Nach so einem in Deutschland doch sehr renommierten Wettbewerbserfolg, geht da die Motivationskurve nochmal nach oben, oder verharrt sie zunächst ein wenig im „Erholungsmodus“?

Anna Meipariani:
Ich persönlich freue mich immer auf neue Möglichkeiten und die Vorbereitungszeit auf Wettbewerbe und Konzerte. Die Motivationskurve steigt bei mir immer:)

Anna Ulmschneider:
Ein Wettbewerb ist natürlich immer ziemlich anstrengend. Egal wie entspannt man versucht zu bleiben, bei mir bleibt eine gewisse Aufregung. Man versucht alles aus sich herauszuholen und über seine Grenzen zu gehen. Daher kann es schon verlockend sein, sich danach erst einmal auf dem Wettbewerbserfolg auszuruhen. Doch die Freude über den Erfolg gibt mir persönlich die Kraft und Motivation, keine Pause einzulegen, sondern mich auf das Bevorstehende zu konzentrieren und weiter an mir zu arbeiten.
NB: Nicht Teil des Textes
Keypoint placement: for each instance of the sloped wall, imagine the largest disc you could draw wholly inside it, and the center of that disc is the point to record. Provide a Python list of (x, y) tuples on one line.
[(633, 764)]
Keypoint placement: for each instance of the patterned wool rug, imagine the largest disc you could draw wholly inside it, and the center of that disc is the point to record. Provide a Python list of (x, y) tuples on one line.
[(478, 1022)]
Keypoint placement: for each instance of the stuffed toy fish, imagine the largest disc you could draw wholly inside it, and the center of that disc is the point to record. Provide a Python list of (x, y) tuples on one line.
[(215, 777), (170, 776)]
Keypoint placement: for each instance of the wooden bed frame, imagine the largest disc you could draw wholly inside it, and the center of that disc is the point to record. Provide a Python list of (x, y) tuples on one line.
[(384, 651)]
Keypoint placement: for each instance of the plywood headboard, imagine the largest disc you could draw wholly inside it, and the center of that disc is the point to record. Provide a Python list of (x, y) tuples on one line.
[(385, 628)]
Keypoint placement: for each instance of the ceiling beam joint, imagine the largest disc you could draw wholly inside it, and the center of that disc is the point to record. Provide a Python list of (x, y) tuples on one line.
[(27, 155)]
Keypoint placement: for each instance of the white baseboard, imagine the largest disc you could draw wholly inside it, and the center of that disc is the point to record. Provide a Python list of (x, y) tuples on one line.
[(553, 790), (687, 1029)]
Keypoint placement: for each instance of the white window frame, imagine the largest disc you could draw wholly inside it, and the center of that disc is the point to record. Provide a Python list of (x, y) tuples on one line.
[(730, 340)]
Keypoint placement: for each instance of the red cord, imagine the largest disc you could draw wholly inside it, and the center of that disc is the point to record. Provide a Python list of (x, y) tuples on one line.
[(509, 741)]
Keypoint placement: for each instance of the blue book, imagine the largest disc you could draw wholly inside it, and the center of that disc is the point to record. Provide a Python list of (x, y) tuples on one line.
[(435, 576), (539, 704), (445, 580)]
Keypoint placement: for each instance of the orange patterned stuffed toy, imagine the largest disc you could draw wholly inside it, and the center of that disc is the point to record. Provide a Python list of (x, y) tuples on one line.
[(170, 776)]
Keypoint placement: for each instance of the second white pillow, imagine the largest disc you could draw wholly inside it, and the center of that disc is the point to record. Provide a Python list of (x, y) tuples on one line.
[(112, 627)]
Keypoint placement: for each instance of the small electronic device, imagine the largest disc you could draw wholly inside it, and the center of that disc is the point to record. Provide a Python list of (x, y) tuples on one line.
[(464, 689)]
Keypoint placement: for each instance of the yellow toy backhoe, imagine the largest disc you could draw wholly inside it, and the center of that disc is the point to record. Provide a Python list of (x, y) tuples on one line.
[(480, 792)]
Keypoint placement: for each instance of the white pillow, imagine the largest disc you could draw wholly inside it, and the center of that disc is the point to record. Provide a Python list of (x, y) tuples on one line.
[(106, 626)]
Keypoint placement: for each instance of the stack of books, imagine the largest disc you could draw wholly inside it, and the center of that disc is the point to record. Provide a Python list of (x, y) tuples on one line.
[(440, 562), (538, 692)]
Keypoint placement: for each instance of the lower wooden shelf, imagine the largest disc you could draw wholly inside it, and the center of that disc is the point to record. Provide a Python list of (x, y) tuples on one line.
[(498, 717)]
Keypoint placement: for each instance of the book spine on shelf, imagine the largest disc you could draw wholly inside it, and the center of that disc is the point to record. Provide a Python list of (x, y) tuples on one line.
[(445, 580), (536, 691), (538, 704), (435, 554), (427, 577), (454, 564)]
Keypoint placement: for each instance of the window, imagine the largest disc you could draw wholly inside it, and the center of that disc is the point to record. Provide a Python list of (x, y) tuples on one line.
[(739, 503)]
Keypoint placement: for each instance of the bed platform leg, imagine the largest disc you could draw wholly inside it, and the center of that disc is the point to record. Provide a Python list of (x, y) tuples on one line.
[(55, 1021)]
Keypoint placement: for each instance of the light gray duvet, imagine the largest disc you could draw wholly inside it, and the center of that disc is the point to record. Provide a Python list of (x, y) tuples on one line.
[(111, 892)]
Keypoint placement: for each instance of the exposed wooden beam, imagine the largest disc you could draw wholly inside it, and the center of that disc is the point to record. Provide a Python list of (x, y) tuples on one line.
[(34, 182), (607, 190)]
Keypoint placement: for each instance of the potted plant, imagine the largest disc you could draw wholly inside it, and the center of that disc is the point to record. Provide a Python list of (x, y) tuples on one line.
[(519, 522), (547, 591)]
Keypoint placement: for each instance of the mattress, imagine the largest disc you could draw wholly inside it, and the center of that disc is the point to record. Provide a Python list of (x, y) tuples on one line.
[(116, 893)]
Frage an alle: Bleiben die Duos Anna und Anna, Hanming und Barnabas weiterbestehen?

Anna Meipariani:
Ich hoffe sehr, dass Anna und ich immer wieder Möglichkeiten haben werden, um weiterhin miteinander spielen zu können. Es macht mir einen Riesenspaß!

Anna Ulmschneider:
Ich denke, wir sind ein sehr gutes Team. Es wäre natürlich schön, wenn wir noch oft zusammen musizieren könnten.

Barnabas Csiszar: 
So lautet der Plan. Kammermusik lebt von Kommunikation, eine der essentiellsten Dinge im menschlichen Leben. Die Zusammenarbeit und Kommunikation in der Musik zwischen uns funktioniert sehr gut. Daher haben wir beide die Motivation, diese Zusammenarbeit weiter zu führen, neue Werke zu erkunden, zu neuen Ufern aufzubrechen.

Hanming Deng:
Ja. Als Solist übt man immer allein, das fällt nicht immer leicht. Wenn man aber einen passenden Duopartner gefunden hat, übt man automatisch mehr, und selbst die langweiligsten Proben machen Spaß.